Here is T.S. Eliot reading “The Love Song for J. Alfred Prufrock”:
In undergrad, I read Samuel Beckett’s play Krapp’s Last Tape and loved it. Then, near the end of that same semester, I had a chance to see the play performed by a man Beckett had personally chosen to play Krapp. It was like seeing the piece performed in Beckett’s own mind — I was thrilled.
Until I saw the play.
It turned out Beckett had an avant-garde play in his mind, and I had a minimalist play in mine. Every motion of the man playing Krapp — from his peeling a banana to his walking across the stage — felt stilted and ridiculous and unnecessary to me. It was such a profoundly disappointing production that it effectively ruined even the reading of Krapp’s Last Tape for me.
Hearing an author read their own work can be much the same way.

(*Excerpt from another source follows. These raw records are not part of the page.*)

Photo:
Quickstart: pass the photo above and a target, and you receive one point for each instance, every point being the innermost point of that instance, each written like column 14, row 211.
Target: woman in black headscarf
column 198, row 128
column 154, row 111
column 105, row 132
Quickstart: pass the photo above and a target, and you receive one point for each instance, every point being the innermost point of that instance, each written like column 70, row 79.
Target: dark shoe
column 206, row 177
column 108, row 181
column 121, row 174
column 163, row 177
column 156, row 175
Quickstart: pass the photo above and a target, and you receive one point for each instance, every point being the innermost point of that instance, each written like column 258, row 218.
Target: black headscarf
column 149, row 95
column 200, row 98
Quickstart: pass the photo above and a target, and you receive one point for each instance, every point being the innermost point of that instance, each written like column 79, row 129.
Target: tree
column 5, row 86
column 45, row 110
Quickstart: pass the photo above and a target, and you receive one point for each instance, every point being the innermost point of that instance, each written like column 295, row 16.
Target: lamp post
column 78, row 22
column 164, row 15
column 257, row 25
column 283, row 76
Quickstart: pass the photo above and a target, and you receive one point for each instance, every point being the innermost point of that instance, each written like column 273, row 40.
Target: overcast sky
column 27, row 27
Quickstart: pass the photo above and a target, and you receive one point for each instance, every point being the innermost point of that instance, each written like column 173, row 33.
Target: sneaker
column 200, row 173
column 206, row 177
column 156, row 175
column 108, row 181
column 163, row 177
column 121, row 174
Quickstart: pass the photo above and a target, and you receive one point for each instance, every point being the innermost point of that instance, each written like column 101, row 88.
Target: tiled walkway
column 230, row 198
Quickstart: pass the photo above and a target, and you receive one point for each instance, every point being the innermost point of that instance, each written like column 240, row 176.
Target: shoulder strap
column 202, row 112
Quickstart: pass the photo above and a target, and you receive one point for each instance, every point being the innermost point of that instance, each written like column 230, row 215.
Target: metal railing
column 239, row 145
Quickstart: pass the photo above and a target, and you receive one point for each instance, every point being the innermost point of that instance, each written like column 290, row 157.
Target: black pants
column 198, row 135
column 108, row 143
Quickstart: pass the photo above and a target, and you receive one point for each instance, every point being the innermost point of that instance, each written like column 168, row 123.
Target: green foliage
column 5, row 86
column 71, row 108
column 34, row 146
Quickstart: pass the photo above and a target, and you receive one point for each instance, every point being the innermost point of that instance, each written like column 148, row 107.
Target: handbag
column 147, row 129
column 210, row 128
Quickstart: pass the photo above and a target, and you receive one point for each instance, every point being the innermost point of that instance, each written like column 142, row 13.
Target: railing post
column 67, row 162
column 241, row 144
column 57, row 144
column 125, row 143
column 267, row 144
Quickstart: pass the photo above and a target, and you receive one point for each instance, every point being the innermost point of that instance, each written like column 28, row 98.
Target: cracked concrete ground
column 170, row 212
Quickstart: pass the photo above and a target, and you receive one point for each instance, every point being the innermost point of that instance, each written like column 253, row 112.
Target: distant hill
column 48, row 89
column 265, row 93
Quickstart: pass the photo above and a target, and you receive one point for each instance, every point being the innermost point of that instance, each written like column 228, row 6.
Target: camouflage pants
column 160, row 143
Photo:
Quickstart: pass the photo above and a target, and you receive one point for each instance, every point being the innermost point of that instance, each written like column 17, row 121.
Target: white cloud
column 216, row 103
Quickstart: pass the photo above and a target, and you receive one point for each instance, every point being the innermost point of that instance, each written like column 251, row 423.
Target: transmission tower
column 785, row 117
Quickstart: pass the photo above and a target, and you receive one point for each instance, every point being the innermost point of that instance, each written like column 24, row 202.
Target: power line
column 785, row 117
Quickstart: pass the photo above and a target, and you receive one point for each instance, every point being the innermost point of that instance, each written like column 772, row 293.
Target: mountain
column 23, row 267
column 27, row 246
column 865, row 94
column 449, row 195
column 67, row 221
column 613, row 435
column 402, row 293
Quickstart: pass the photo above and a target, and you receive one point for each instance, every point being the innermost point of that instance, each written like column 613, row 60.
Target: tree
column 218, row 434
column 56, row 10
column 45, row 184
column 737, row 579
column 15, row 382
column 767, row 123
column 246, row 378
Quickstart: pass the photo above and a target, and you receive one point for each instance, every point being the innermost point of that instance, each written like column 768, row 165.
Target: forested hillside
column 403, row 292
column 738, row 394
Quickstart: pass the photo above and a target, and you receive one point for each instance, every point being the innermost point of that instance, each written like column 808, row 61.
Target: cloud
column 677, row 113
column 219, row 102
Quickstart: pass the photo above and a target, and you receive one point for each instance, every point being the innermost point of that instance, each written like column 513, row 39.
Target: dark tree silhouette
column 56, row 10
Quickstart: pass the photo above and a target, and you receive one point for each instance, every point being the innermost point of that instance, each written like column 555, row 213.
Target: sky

In the most recent MFA residency period at Tampa, poet Ben Lerner mentioned how poet Robert Creeley preferred his line breaks to be read with a pause and how Creeley bristled when William Carlos Williams read through the line breaks and headed only punctuation.
In the above video, T.S. Eliot reads “The Love Song” like he’s asking a hundred consecutive questions. I read love song like Johnny Cash would — that’s how I read all poetry, with the steady rhythm and low grumble of a steam train.
There is, in the hands of the readers, a certain privilege to read a poem or story the way we prefer. We may take the meanings how we like; we may hear the speaker’s voice how we want.
And to those ends, maybe it is best to leave Becket, Elliot, and Creeley to their writerly roles, and leave the reading to the readers.